Les alliés de l'Ukraine, réunis au sein de cette coalition de 35 pays, avaient encore appelé le 24 février dernier la Russie à un "cessez-le-feu inconditionnel", même si Emmanuel Macron s'était dit à cette occasion "très sceptique" sur la possibilité de parvenir à la "paix à court terme".

Ils s'étaient aussi mis d'accord en janvier pour déployer une force multinationale en Ukraine en cas de traité de paix, avec le "soutien" de Washington, et avaient acté qu'un cessez-le-feu serait surveillé par un mécanisme sous leadership américain.

Au cours de sa nouvelle visite à Paris vendredi - la précédente a eu lieu le 6 janvier, Volodymyr Zelensky évoquera également avec son homologue français le "soutien de la France et des partenaires européens pour aider l'Ukraine à se défendre".

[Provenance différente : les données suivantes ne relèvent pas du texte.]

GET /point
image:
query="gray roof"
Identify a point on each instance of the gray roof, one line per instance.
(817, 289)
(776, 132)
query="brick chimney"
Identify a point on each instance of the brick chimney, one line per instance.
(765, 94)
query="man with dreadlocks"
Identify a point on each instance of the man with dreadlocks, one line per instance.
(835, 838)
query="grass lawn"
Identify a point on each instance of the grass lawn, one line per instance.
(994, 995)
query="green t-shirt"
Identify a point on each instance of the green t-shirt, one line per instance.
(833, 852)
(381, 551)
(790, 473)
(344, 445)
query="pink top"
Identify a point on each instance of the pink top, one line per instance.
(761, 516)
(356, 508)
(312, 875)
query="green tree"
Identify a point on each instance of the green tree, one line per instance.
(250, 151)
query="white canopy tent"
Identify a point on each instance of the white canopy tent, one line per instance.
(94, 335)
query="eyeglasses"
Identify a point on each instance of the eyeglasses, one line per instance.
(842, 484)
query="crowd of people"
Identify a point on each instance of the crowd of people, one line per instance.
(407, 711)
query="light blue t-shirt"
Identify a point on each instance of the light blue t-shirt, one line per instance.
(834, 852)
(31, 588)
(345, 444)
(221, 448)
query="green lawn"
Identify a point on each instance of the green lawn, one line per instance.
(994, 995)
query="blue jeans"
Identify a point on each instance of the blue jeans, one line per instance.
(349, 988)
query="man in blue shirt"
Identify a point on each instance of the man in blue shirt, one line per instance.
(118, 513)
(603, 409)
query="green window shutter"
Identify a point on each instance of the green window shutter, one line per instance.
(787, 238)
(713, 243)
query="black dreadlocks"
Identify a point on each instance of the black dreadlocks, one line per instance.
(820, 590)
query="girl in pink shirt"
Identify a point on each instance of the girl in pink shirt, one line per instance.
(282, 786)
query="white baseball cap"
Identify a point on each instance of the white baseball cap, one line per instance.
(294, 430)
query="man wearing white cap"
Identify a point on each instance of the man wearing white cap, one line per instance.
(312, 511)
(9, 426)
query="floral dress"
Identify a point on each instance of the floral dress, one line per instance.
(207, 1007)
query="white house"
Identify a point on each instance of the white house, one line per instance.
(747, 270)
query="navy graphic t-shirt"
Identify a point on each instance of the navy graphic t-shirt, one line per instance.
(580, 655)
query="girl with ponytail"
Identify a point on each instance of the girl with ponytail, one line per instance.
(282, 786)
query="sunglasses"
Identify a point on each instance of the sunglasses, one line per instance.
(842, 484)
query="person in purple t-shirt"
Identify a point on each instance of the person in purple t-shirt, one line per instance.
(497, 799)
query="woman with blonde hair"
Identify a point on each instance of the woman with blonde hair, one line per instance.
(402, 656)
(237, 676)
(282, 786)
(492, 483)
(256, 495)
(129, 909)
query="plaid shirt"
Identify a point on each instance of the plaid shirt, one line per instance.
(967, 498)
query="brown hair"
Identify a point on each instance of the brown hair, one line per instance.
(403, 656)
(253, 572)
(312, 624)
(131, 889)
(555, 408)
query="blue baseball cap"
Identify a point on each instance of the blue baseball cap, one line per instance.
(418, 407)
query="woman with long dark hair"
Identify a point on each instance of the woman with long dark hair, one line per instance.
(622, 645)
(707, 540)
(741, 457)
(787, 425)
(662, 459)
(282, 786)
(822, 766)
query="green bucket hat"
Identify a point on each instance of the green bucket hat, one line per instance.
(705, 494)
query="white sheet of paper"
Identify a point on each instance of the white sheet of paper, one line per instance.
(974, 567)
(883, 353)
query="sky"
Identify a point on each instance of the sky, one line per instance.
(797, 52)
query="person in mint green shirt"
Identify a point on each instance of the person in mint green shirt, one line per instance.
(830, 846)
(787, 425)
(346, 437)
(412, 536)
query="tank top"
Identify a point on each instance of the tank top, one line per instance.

Le Kremlin a estimé jeudi que cette visite illustrait la volonté du gouvernement ukrainien "d'entraver" un règlement pacifique du conflit.

"Il procède ainsi, en essayant différentes approches. Dans ce cas précis, с'est en obtenant une réponse positive dans les capitales européennes", a réagi le porte-parole de la présidence russe, Dmitri Peskov.

"Les capitales européennes ne veulent pas non plus contribuer à la recherche de solutions pacifiques", a poursuivi M. Peskov.

Alors que Donald Trump a laissé entendre lundi qu'il pourrait lever des sanctions sur le pétrole en raison de l'envolée des prix liée à la guerre au Moyen-Orient, sans toutefois préciser que cela concernerait la Russie, les pays du G7 ont répété mercredi que cette situation ne justifiait "en aucun cas" d'alléger celles frappant Moscou.

Dans ce contexte, Emmanuel Macron et Volodymyr Zelensky se pencheront donc sur le cas de la "flotte fantôme" de la Russie, composée de navires dont la propriété est opaque, utilisés pour contourner les sanctions occidentales, pour le pétrole, les céréales ou d'autres produits.

Sur le champ de bataille, les forces russes ont enregistré en février leur plus faible avancée en Ukraine depuis le printemps 2024, sous l'effet de contre-offensives ukrainiennes essentiellement dans le sud-est, selon l'analyse par l'AFP des données de l'Institut pour l'étude de la guerre (ISW).

La Russie se trouve "en situation d'échec militaire, stratégique et économique", estime ainsi l'Elysée.

De leur côté, les Etats-Unis ont proposé l'organisation la semaine prochaine d'un nouveau cycle de négociations entre Kiev et Moscou sous médiation américaine. Selon Volodymyr Zelensky, ces pourparlers pourraient avoir lieu en Suisse ou en Turquie.